In 2013, scientists converted human skin cells into embryonic stem cells for the first time! The researchers used a cloning technique called Somatic Cell Nuclear Transfer (SCNT), which involves transplanting the nucleus of one cell, containing an individual’s DNA, into an egg cell that has had its genetic material removed. The unfertilized egg cell then develops and eventually produces stem cells. This was a giant leap! But there was one problem: there is an egg involved in the process. We want to avoid using eggs for stem cell research to keep everyone happy and to avoid the controversy.


In 2016, researchers converted mouse skin cells into viable, fertile, mature eggsfor the first time! These same eggs were fertilized to create seemingly healthy pups. In order to achieve this, the researchers converted skin cells first into embryonic stem cells, then programmed these cells to become egg cells. This brings me back to the importance of embryonic stem cells. They have more potential and they can give rise to almost any cell type, including egg cells.

Although researchers hope their breakthrough could help us eradicate infertility and allow couples to become the true biological fathers of their babies, there is actually more to it! Instead of extracting eggs from females to create stem cells, this meant we could create unlimited supply of eggs from as many skin cells as possible.

But egg cells alone are not enough. We still need sperms. Although males have unlimited supply which they’re prepared to donate for science, it’s best to stay away from all the controversy and keep looking for alternatives. In 2016, scientists created functional sperms from embryonic stem cells. The sperms were then used to fertilize mouse egg cells before implanting the embryos into female mice. The resulting mice appeared healthy and normal, and went on to produce new healthy generations.

There is just one limitation here: they directly used embryonic stem cells instead of using skin cells, but that’s okay. In 2016, researchers managed to convert human skin cells into sperms. The skin cells were reprogrammed with the help of a cocktail of genes. Within a month the skin cells were transformed to become a germ cell, which can develop into either a sperm or an egg depending on what you feed them. Their promising study shows that we could actually create functional sperms from skin cells, which can be used to fertilize egg cells.
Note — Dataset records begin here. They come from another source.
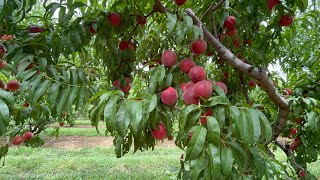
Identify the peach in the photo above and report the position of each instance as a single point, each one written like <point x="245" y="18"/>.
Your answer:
<point x="190" y="84"/>
<point x="17" y="140"/>
<point x="27" y="136"/>
<point x="159" y="133"/>
<point x="123" y="45"/>
<point x="272" y="3"/>
<point x="203" y="119"/>
<point x="142" y="20"/>
<point x="186" y="65"/>
<point x="230" y="22"/>
<point x="114" y="19"/>
<point x="202" y="89"/>
<point x="252" y="83"/>
<point x="199" y="46"/>
<point x="197" y="73"/>
<point x="286" y="20"/>
<point x="169" y="58"/>
<point x="188" y="97"/>
<point x="13" y="85"/>
<point x="179" y="2"/>
<point x="222" y="86"/>
<point x="169" y="96"/>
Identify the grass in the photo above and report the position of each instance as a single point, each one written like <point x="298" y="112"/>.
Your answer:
<point x="93" y="163"/>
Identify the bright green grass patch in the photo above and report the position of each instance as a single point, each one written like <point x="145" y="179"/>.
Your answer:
<point x="77" y="131"/>
<point x="90" y="163"/>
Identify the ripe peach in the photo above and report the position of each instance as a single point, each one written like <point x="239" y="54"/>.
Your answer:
<point x="142" y="20"/>
<point x="289" y="91"/>
<point x="169" y="96"/>
<point x="27" y="136"/>
<point x="13" y="85"/>
<point x="159" y="133"/>
<point x="222" y="86"/>
<point x="232" y="32"/>
<point x="35" y="29"/>
<point x="293" y="131"/>
<point x="6" y="37"/>
<point x="198" y="46"/>
<point x="197" y="73"/>
<point x="190" y="84"/>
<point x="202" y="89"/>
<point x="286" y="20"/>
<point x="302" y="173"/>
<point x="272" y="3"/>
<point x="203" y="119"/>
<point x="26" y="104"/>
<point x="169" y="58"/>
<point x="127" y="86"/>
<point x="114" y="19"/>
<point x="236" y="42"/>
<point x="188" y="97"/>
<point x="3" y="64"/>
<point x="186" y="65"/>
<point x="123" y="45"/>
<point x="252" y="83"/>
<point x="179" y="2"/>
<point x="92" y="30"/>
<point x="230" y="22"/>
<point x="17" y="140"/>
<point x="2" y="86"/>
<point x="1" y="52"/>
<point x="183" y="86"/>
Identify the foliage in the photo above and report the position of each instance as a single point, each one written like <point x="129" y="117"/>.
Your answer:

If you thought sperms and egg cells must make contact to create an embryo, then you probably haven’t heard of the extraordinary breakthrough that was made at the University of Cambridge earlier this year. The researchers were able to create  artificial embryos using two types of stem cells: the embryonic stem cells and extra-embryonic trophoblast stem cells. The extra-embryonic trophoblast stem cells are normally found in the placenta. The mice embryos were created by placing the two types of stem cells onto a specially-designed 3D scaffold. Four and a half days later, the cells on the scaffold began to form what looked like a natural mouse embryo. If such embryos could ever function as much as natural ones, it would be possible to create unlimited supply human embryos from scratch without the need for sperms and eggs. The same embryos could eventually be used to grow human beings with a completely new process.